The uncertainty surrounding Sarojini has taken its toll on Bhuvaneswari. Whenever she is not engaged in conversation, her eyes are cast down, her face wracked with worry. Searching for her sister has also put her job at risk.
“We’re daily wage earners. We’re not well-off people. We’ll even lose our jobs due to this,” she says matter of factly.
Sarojini’s missing person status is not the only case of its kind - AFP has reported that six people are still missing since the attacks. One of the receptionists at my hotel in Colombo reported a missing aunt who was at St Anthony’s Shrine that Easter Sunday morning.

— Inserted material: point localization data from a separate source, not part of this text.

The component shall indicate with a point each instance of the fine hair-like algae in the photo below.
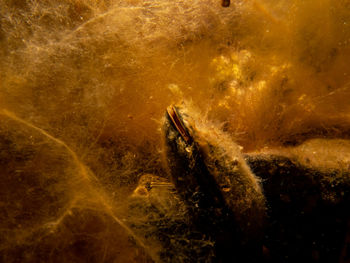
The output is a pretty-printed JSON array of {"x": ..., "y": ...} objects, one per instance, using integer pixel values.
[{"x": 83, "y": 89}]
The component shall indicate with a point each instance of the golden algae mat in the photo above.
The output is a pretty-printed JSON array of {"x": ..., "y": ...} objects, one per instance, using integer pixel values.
[{"x": 83, "y": 90}]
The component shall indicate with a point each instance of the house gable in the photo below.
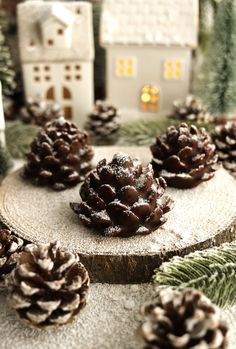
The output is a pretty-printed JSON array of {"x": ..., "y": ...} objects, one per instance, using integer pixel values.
[
  {"x": 73, "y": 20},
  {"x": 160, "y": 22}
]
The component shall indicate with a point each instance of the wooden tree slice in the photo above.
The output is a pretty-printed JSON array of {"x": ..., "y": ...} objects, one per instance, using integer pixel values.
[{"x": 201, "y": 217}]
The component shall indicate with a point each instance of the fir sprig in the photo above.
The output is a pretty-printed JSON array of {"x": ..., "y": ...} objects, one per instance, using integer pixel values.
[
  {"x": 212, "y": 271},
  {"x": 144, "y": 132}
]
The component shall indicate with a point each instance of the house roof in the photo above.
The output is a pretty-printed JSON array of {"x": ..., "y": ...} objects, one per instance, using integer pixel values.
[
  {"x": 149, "y": 22},
  {"x": 32, "y": 13},
  {"x": 61, "y": 14}
]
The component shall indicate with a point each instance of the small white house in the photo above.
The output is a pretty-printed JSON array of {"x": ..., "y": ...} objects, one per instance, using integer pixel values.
[
  {"x": 149, "y": 48},
  {"x": 57, "y": 53}
]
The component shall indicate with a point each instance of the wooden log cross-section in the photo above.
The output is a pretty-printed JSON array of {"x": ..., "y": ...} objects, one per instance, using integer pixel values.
[{"x": 201, "y": 217}]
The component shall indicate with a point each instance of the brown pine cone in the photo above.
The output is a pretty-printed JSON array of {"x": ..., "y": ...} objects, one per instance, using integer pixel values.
[
  {"x": 60, "y": 155},
  {"x": 39, "y": 111},
  {"x": 184, "y": 156},
  {"x": 103, "y": 124},
  {"x": 185, "y": 320},
  {"x": 190, "y": 110},
  {"x": 224, "y": 138},
  {"x": 49, "y": 286},
  {"x": 122, "y": 198},
  {"x": 10, "y": 246}
]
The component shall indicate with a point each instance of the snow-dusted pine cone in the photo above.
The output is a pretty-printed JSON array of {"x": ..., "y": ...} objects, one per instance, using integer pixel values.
[
  {"x": 49, "y": 286},
  {"x": 60, "y": 155},
  {"x": 122, "y": 198},
  {"x": 103, "y": 124},
  {"x": 184, "y": 156},
  {"x": 224, "y": 137},
  {"x": 10, "y": 246},
  {"x": 191, "y": 109},
  {"x": 39, "y": 111},
  {"x": 185, "y": 320}
]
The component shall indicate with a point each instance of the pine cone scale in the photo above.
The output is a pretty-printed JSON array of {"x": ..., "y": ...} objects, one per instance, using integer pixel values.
[
  {"x": 49, "y": 286},
  {"x": 121, "y": 198},
  {"x": 60, "y": 162}
]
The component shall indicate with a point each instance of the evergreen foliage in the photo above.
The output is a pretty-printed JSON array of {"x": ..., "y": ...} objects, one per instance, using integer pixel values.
[
  {"x": 19, "y": 137},
  {"x": 144, "y": 132},
  {"x": 212, "y": 271},
  {"x": 7, "y": 73},
  {"x": 219, "y": 84}
]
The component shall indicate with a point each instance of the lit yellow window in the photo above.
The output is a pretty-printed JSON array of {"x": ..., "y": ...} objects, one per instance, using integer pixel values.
[
  {"x": 125, "y": 67},
  {"x": 173, "y": 69},
  {"x": 149, "y": 98}
]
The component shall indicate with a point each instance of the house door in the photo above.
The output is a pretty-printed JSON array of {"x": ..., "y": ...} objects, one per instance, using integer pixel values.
[
  {"x": 64, "y": 98},
  {"x": 149, "y": 98}
]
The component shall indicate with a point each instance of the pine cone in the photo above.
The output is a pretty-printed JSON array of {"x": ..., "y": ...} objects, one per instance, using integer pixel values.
[
  {"x": 10, "y": 246},
  {"x": 184, "y": 156},
  {"x": 121, "y": 198},
  {"x": 224, "y": 138},
  {"x": 183, "y": 320},
  {"x": 103, "y": 124},
  {"x": 190, "y": 110},
  {"x": 60, "y": 155},
  {"x": 49, "y": 286},
  {"x": 39, "y": 111}
]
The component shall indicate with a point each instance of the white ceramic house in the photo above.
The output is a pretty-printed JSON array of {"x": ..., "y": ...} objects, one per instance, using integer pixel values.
[
  {"x": 149, "y": 48},
  {"x": 57, "y": 53}
]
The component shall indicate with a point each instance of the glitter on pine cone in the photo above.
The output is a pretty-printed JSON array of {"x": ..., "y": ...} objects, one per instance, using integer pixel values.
[
  {"x": 184, "y": 319},
  {"x": 103, "y": 124},
  {"x": 191, "y": 109},
  {"x": 60, "y": 155},
  {"x": 122, "y": 198},
  {"x": 224, "y": 137},
  {"x": 10, "y": 246},
  {"x": 49, "y": 287},
  {"x": 185, "y": 156},
  {"x": 39, "y": 111}
]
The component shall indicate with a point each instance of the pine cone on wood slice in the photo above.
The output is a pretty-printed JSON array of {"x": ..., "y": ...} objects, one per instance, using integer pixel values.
[
  {"x": 49, "y": 286},
  {"x": 122, "y": 198},
  {"x": 10, "y": 246},
  {"x": 186, "y": 320},
  {"x": 185, "y": 156},
  {"x": 103, "y": 124},
  {"x": 39, "y": 111},
  {"x": 60, "y": 155},
  {"x": 224, "y": 137},
  {"x": 190, "y": 110}
]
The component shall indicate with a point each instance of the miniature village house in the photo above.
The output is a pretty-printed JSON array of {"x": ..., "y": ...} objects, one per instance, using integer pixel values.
[
  {"x": 149, "y": 52},
  {"x": 57, "y": 53}
]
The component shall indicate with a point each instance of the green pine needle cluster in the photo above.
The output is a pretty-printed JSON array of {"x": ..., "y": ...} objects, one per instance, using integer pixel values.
[
  {"x": 19, "y": 137},
  {"x": 212, "y": 271},
  {"x": 219, "y": 82},
  {"x": 144, "y": 132}
]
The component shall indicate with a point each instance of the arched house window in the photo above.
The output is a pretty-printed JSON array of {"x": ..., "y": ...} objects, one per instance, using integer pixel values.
[{"x": 149, "y": 98}]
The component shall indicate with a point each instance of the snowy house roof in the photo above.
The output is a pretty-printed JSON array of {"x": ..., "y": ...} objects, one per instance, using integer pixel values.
[
  {"x": 33, "y": 14},
  {"x": 61, "y": 14},
  {"x": 158, "y": 22}
]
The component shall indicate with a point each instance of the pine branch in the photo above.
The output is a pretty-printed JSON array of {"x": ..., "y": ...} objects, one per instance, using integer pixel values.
[
  {"x": 18, "y": 138},
  {"x": 213, "y": 271},
  {"x": 144, "y": 132}
]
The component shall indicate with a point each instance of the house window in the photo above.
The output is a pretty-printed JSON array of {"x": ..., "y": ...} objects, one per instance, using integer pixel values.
[
  {"x": 50, "y": 95},
  {"x": 125, "y": 67},
  {"x": 66, "y": 93},
  {"x": 50, "y": 42},
  {"x": 149, "y": 98},
  {"x": 173, "y": 69}
]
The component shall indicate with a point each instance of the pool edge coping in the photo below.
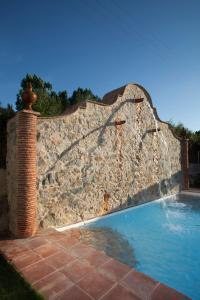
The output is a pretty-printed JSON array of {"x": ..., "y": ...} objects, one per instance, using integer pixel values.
[{"x": 82, "y": 223}]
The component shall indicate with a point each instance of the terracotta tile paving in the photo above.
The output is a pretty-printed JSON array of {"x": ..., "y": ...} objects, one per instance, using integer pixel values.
[
  {"x": 120, "y": 293},
  {"x": 47, "y": 250},
  {"x": 77, "y": 269},
  {"x": 140, "y": 284},
  {"x": 74, "y": 293},
  {"x": 114, "y": 269},
  {"x": 53, "y": 284},
  {"x": 96, "y": 284},
  {"x": 59, "y": 259},
  {"x": 60, "y": 266}
]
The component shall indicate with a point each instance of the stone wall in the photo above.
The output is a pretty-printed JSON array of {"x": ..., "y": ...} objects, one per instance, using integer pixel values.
[
  {"x": 3, "y": 202},
  {"x": 12, "y": 171},
  {"x": 88, "y": 164}
]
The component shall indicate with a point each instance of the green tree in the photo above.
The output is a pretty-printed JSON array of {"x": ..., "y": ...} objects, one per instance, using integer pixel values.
[
  {"x": 49, "y": 103},
  {"x": 80, "y": 95},
  {"x": 194, "y": 139},
  {"x": 5, "y": 115}
]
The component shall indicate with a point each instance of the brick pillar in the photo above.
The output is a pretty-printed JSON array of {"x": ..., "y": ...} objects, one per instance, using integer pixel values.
[
  {"x": 185, "y": 163},
  {"x": 26, "y": 174}
]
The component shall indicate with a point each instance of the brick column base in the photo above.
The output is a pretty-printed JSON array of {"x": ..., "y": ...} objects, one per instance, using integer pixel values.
[
  {"x": 185, "y": 164},
  {"x": 26, "y": 174}
]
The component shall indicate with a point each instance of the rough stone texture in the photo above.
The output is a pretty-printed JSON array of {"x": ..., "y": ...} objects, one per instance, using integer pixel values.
[
  {"x": 87, "y": 166},
  {"x": 12, "y": 171},
  {"x": 3, "y": 202}
]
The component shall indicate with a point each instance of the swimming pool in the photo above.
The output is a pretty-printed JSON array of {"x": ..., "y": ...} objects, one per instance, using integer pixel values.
[{"x": 161, "y": 239}]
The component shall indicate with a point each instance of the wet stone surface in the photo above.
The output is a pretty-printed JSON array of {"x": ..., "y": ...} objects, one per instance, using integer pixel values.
[{"x": 111, "y": 242}]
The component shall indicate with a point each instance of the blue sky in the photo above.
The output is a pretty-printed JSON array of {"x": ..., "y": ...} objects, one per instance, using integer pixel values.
[{"x": 103, "y": 44}]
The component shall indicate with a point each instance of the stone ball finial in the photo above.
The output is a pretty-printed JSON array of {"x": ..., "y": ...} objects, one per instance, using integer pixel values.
[{"x": 29, "y": 97}]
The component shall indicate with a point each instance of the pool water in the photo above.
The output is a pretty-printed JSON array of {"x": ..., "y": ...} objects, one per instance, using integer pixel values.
[{"x": 163, "y": 238}]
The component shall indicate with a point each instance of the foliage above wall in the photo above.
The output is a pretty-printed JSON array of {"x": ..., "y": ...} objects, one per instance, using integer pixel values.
[
  {"x": 5, "y": 115},
  {"x": 50, "y": 103},
  {"x": 194, "y": 139}
]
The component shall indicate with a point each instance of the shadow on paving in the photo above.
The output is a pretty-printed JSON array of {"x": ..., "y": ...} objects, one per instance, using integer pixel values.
[{"x": 13, "y": 286}]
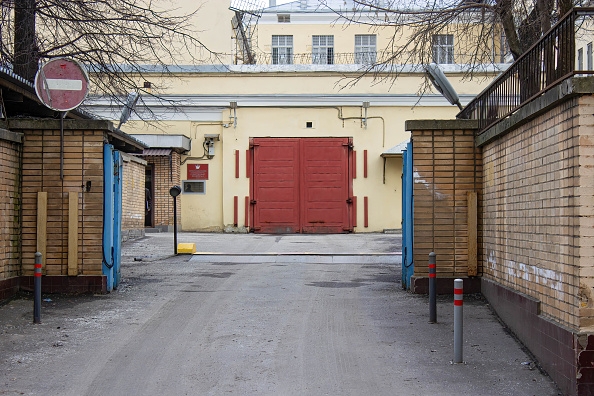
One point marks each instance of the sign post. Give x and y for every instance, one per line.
x=62, y=84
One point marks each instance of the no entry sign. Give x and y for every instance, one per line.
x=62, y=84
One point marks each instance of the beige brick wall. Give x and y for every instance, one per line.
x=166, y=174
x=10, y=201
x=538, y=216
x=446, y=167
x=133, y=201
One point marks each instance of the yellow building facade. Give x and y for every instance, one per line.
x=291, y=84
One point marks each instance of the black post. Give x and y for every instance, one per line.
x=432, y=288
x=175, y=225
x=37, y=290
x=174, y=192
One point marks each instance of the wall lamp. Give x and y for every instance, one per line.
x=365, y=106
x=233, y=106
x=209, y=140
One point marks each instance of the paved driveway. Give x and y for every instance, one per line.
x=259, y=323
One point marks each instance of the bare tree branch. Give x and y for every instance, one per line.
x=115, y=39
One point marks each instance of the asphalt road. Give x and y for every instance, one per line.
x=257, y=325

When asked about the issue of missing persons, Sri Lankan Cabinet Spokesman and Health Minister Rajitha Senaratne told TRT World that “almost all the local bodies are identified”.
Senaratne added that DNA testing is being used to piece bodies together.
“We have actually compiled the whole body with the DNA testing. But identifying the total body is a problem because it was swollen because of so many damages [sic] to the body,” he explained.
Others inside St Anthony’s Shrine that Easter Sunday were luckier, they escaped with their bodies - and their lives, intact.
Father Jude Raj was inside his office in St Anthony’s Shrine when the bomb detonated.
“Instead of turning to my right, I just turned to my left. Suddenly, the blast. I never expected it. And that’s the saving hand of God,” he tells TRT World.
“If I would have got up from my seat, the iron balls were inside my office.”
For others, being around trauma is not new. Rodrigo, 73, sits perched on a doorstep near St Anthony’s Shrine, wrapped in a lungi - a type of sarong worn mostly by men in the Indian subcontinent. He recounts how his teeth would chatter whenever he heard an explosion going off during Sri Lanka’s civil war era.
On the morning of April 21, he was sitting in his neighbour’s house when he heard a similar sound. His friend dismissed it as large containers falling off a trailer but Rodrigo knew better. He is “used to these bombs”, a regular occurrence during Sri Lanka’s 26-year-long civil war, he tells TRT World.
Walking out onto the street, he followed the people running towards St Anthony’s Shrine. The scene inside was devastating with body parts strewn around.
“I couldn’t stay inside,” Rodrigo tells TRT World emphatically.
Sri Lanka’s Christian community is small – they make up about seven percent of Sri Lanka’s population – a minority in the Buddhist majority country. But their grief is immense, highlighted by the fact that this May, Sri Lanka will have been war-free for ten years. But the Easter Sunday attacks have thrown peace into doubt.
An uneasy calm presides over Colombo. Security remains high, threats of more attacks pop up and civilians avoid going out more than is necessary. The streets aren’t thriving like they were before the blast, or even during the civil war, but its citizens are moving on with their lives. Healing has begun.
“Already we have started the healing process. We are visiting them, we are just being with them and we will accompany their life journey,” Father Raj says.
But inside Sarojini’s house, uncertainty persists. A family is on the cusp of grief as they wait for results that will seal their fate. Outside, the sky darkens. As white flags of mourning in doorways keep the tragedy in sight, women set down pans outside their homes laden with coconut shells and incense and set them on fire.